As expected, unilateral referral patients in this study reported consistently worse function in their referred hand, and women had lower hand strength and more functional limitations than men. The gender differences are in line with previous studies of HOA patients [38], rheumatoid arthritis patients [39] and in the general population [40, 41]. The association between muscle weakness and functional limitations [38, 42] is well known. Strengthening exercises have, however, been found to improve hand function in HOA patients [25]. Women display lower muscle strength than men [43], and the functional consequences of muscle weakness therefore have a greater affect upon women. This emphasises that women with HOA should focus on exercises that improve strength and hand function.

Although results are somewhat ambiguous, previous research has shown that CMCJ OA and IPJ OA functional limitations are comparable [6] and that the ailment of patients with IPJ OA increase when they also suffer from CMCJ OA [5]. The current study suggests that additional IPJ OA involvement in patients with CMCJ OA worsens symptoms and functional limitations, indicating that involvement of more joints in the hand will cause more functional limitations, regardless of initial joint involvement. Future studies should explore whether there is a linear relationship between number of joints and degree of disability, with the increased number of affected joints leading to increasingly limited function regardless of the joint(s) involved, or if there are certain patterns of involvement that are more disabling than others.

Our findings in general support the hypothesis that there is a treatment gap in OA care [44, 45]. Dziedzic and colleagues suggest that the quality of this care can be improved by taking factors outside the joint into consideration and by introducing a biopsychosocial model as an alternative to the medical approach. They furthermore suggest that occupational therapists play a crucial role in the care of HOA patients. Occupational therapists have been trained in approaches that take into consideration psychological, social, and environmental needs, and in methods to reduce activity limitations and participation restrictions caused by HOA [46]. Encouraging GPs to routinely refer patients with HOA to an occupational therapist as a first-line treatment may, therefore, be one way of ensuring better support for OA patients.

The availability of only referred hand radiographs represents a limitation of this study.

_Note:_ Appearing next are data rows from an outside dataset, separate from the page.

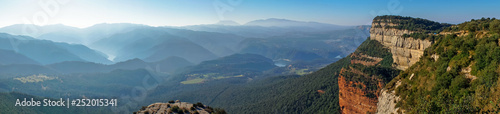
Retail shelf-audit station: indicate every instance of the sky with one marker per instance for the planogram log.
(85, 13)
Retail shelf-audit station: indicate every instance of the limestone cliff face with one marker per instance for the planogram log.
(405, 51)
(355, 97)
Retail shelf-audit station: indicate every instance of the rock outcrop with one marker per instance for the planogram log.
(405, 51)
(177, 107)
(357, 96)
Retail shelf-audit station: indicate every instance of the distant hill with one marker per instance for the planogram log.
(237, 65)
(275, 22)
(11, 57)
(168, 65)
(179, 107)
(227, 23)
(43, 51)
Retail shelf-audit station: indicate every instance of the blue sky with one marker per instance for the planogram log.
(84, 13)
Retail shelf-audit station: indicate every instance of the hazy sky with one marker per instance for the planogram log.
(84, 13)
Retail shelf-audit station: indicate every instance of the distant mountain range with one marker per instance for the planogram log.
(112, 43)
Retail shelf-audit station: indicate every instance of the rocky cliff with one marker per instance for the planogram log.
(405, 51)
(394, 32)
(361, 81)
(178, 107)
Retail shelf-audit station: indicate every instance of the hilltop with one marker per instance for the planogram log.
(180, 108)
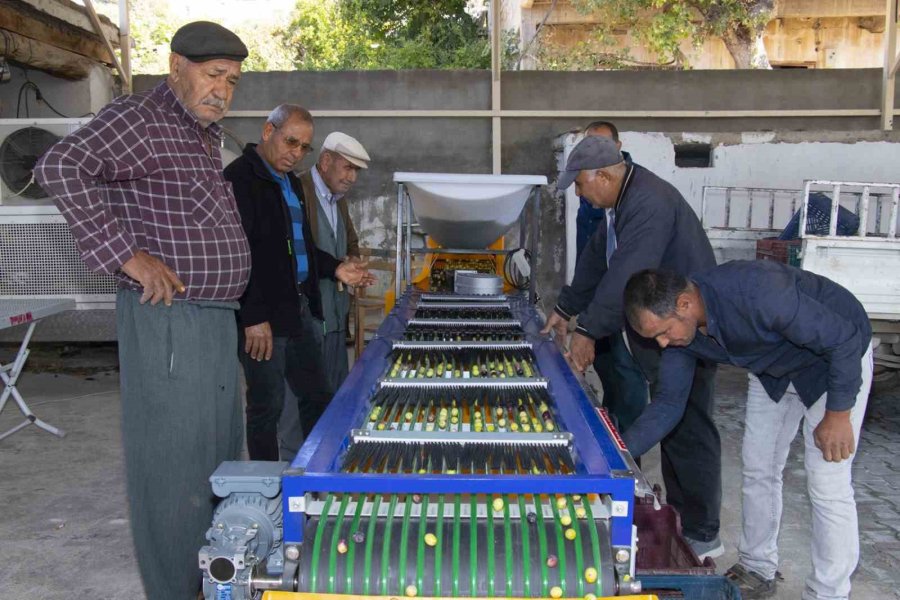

This, however, only slightly limited the referred hand/non-referred hand comparison. A further limitation is the cross sectional design, which does not allow cause and effect relationship conclusions to be drawn. It should, however, be kept in mind when comparing pain and function of the referred hand versus non-referred hand, that the patients may also have OA in the non-referred hand. Some patients also had co-existing diseases, which can potentially affect self-reported outcome measurements. The use of analgesics and assistive devices were self-reported. This can have induced a recall bias. The strengths of the study include the large study sample, the thorough clinical and radiographic evaluation combined with patient self-reported data, and that patients were recruited from three different and geographically separate hospitals.

Conclusion

The results of this study show that there is a non-pharmacological treatment gap preceding surgical consultation in CMCJ OA. Most patients referred to surgical consultation reported no pain or mild pain. They also had not received the recommended non-pharmacological treatment before being referred. The results further show that CMCJ OA negatively affected all aspects of function, especially in the referred hand, in women, and in those who also had IPJ OA. Strategies need to be developed to improve clinical practice. These include educating GPs in evidence-based treatment recommendations and in the assessment of hand pain, and to routinely refer those with symptomatic HOA to occupational therapy before considering surgery.